Jacobs noted that the order for bail made by the court on December 18 last year did not restrain other security agencies from further arresting him in relation to separate offences.
“It is the EFCC that is prosecuting this case. The DSS has a separate case against him before the Federal High Court. If he has anything against DSS for re-arresting him, he should go before the FHC.
“This application is intended to delay the trial here. The application is an abuse of court process.
“They admitted in their affidavit that he was released from Kuje prison. By their admission, the order was obeyed. There is no other of this court that has been breached as they alleged.
“That order granting bail to the applicant (Dasuki) did not confer immunity on him against further arrest,” Jacobs said.
He urged the court to reject Dasuki’s application on the ground that it was without merit and only intended to delay trial.
Earlier, while arguing the application, Dasuki’s lawyer, Joseph Daudu (SAN) argued that the re-arrest of his client by DSS was a violation of his client’s right to fair trial and the right to prepare for his defence.

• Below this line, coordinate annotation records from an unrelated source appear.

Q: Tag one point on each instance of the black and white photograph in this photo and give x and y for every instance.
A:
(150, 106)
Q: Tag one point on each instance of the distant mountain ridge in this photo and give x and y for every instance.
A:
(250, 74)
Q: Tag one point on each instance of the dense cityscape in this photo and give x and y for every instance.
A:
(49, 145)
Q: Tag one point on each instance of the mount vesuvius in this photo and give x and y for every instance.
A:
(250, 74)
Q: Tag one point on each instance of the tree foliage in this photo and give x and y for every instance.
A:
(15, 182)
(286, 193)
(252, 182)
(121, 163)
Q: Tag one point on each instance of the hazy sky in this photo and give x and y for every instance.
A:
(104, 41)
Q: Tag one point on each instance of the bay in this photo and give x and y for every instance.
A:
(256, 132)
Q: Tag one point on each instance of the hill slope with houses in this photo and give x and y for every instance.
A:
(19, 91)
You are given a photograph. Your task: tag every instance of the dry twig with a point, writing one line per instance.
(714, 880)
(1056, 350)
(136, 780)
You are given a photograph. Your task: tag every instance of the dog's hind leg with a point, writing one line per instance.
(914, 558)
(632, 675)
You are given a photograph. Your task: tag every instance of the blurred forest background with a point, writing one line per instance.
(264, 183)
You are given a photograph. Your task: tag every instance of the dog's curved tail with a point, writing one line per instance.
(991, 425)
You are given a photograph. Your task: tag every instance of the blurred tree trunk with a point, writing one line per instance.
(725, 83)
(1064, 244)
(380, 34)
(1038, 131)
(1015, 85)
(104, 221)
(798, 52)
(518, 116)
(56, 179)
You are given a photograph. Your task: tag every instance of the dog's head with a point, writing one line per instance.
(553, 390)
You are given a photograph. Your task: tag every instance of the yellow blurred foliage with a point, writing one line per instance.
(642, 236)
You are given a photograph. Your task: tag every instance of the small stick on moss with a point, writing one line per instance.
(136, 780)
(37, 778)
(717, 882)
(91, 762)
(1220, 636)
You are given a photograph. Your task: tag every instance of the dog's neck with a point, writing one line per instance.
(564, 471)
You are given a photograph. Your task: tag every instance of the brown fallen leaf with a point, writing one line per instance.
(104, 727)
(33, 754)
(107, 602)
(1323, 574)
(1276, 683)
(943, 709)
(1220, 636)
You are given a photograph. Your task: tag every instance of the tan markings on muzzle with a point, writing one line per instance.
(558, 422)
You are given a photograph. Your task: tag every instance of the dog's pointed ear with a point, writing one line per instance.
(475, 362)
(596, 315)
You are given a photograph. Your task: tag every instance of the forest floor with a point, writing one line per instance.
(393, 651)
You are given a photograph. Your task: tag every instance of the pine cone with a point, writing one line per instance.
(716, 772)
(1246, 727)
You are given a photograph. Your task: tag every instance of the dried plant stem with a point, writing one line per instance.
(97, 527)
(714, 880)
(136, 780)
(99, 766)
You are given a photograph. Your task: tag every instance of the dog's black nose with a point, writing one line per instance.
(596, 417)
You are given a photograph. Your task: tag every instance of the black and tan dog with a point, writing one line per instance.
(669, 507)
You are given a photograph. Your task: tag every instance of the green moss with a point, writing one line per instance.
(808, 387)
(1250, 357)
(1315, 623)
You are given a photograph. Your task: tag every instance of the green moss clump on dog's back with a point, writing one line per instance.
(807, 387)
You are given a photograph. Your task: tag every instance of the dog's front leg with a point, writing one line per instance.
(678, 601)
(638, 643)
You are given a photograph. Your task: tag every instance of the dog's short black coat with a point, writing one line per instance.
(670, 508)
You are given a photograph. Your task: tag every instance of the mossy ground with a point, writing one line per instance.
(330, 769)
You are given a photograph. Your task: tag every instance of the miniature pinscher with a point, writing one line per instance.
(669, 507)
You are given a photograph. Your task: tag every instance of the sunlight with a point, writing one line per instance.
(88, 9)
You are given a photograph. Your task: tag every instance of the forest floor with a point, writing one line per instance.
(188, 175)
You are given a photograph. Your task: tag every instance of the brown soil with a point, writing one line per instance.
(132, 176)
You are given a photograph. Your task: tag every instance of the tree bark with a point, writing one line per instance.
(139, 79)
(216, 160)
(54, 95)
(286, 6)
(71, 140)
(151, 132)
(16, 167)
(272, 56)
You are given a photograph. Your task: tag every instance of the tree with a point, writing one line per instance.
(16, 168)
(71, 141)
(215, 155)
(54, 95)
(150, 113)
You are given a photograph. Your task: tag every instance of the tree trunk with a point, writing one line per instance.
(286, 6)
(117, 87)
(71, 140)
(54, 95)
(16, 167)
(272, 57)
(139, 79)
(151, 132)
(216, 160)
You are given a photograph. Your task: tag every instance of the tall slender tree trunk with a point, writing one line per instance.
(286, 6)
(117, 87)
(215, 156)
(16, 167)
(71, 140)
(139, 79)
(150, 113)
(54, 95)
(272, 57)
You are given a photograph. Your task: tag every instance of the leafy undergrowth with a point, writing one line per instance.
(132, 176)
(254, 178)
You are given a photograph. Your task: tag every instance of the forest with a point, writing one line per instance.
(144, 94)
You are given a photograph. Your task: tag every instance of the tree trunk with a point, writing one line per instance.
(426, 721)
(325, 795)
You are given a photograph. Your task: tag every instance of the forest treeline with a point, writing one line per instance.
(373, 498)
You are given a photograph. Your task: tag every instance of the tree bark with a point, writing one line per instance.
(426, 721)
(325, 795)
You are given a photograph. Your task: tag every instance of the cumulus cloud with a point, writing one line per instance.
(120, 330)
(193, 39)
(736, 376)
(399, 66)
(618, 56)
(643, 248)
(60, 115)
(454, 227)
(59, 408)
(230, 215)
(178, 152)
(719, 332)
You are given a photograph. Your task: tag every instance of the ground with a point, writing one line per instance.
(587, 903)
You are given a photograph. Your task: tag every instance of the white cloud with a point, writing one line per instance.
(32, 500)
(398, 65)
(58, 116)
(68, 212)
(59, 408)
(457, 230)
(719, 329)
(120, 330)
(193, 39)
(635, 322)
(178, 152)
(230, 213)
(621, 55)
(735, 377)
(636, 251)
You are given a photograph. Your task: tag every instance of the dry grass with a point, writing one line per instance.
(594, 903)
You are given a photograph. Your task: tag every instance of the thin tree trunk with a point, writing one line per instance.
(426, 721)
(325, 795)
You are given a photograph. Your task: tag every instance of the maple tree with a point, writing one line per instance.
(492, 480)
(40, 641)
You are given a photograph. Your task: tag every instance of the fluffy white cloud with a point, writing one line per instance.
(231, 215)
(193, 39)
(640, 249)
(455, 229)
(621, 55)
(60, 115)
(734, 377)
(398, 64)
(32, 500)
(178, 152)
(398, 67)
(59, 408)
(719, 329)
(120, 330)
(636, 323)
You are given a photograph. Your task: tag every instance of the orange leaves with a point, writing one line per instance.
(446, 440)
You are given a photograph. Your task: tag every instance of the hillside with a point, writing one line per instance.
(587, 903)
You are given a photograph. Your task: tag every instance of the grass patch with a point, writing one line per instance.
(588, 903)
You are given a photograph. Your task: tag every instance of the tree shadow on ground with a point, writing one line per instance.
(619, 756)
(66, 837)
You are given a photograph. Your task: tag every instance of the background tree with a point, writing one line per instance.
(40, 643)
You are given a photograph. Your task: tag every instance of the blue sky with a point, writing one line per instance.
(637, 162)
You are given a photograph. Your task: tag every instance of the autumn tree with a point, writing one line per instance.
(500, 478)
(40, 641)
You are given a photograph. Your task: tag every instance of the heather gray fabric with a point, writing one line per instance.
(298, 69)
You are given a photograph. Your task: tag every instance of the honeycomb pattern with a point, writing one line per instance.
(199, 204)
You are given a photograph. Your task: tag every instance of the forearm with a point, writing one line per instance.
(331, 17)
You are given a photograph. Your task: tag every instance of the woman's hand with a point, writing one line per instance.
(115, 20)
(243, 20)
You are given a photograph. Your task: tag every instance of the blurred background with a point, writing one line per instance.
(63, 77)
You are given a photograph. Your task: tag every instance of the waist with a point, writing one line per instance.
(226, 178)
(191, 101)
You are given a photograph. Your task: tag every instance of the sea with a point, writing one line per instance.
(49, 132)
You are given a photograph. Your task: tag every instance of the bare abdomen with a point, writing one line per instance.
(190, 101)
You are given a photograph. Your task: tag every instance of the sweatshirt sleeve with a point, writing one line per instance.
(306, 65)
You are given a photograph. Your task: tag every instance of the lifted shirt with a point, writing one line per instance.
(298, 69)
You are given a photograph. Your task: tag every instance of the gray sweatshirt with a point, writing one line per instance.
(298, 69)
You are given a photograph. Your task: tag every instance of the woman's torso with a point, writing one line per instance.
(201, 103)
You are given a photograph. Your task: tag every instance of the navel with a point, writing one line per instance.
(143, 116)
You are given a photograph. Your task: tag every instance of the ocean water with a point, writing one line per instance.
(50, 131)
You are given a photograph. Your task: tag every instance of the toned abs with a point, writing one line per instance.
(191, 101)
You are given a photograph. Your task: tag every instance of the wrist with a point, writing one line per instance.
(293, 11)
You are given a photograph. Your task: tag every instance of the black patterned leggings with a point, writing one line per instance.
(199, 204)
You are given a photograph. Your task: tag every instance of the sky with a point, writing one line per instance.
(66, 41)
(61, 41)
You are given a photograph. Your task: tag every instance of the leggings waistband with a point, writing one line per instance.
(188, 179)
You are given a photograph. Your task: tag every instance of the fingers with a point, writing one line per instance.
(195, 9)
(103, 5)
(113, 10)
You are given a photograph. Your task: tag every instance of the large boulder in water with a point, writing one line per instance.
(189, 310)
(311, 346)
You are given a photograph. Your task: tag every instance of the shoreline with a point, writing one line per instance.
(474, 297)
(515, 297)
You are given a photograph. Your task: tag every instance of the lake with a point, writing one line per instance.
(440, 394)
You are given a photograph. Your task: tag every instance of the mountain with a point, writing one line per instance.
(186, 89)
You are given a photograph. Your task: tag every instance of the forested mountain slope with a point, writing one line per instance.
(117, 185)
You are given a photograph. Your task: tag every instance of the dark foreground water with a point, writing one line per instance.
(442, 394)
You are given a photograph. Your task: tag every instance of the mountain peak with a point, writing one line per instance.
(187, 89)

“The 1st defendant (Dasuki) was granted bail on December 18, 2015 he perfected the bail, but shortly afterwards, the complainant (EFCC) took him (Dasuki) into custody again.
“We have shown how his denial of freedom has denied him the ability to prepare for his defence. And it is a breach of his right to fair trial.
“His liberty was breached despite the order of the court. It is our argument that a party in breach of court order cannot seek the court’s indulgence, including seeking to continue with the prosecution of the defendant,” Daudu said.
He faulted Jacob’s attempt to distinguish between EFCC and DSS, arguing that they were both agents of the Executive, who were allegedly carrying out a purported instruction of the President to keep Dasuki in custody at all cost.
Jacobs also queried the legitimacy of the powers of the EFCC, DSS and other agencies of the Federal Government to prosecute, arguing that it was only the Nigeria Police Force, under Section 204 of the Constitution that has such prosecutorial power.
Daudu said his client’s application is intended to compel the prosecution, who is an agent of the Federal Government, to comply with an existing order of the court.
“The prosecution of all cases should be grounded to compel the Executive to obey court’s orders. It is high time the court asserts itself by insisting that its orders are complied with,” Daudu said.
He urged the court to grant his client’s application.
The trial judge, Justice Hussein Baba-Yusuf refused oral applications by other defence lawyers – Akin Olujinmi, Solomon Umoh, A. I. Layonu and Olajide Ayodele (all Senior Advocates of Nigeria) – for an adjournment to enable them file written submission in support of Dasuki’s application.
The judge held that parties were allowed ample time to file their processes in the case, but Olujinmi, Umoh, Layonu and Ayodeji failed to utilise the opportunity granted to all parytes.
He upheld Jacobs’ argument that there was no cogent reason adduced by the four lawyers to warrant an adjournment.
The judge adjourned to February 8 for ruling.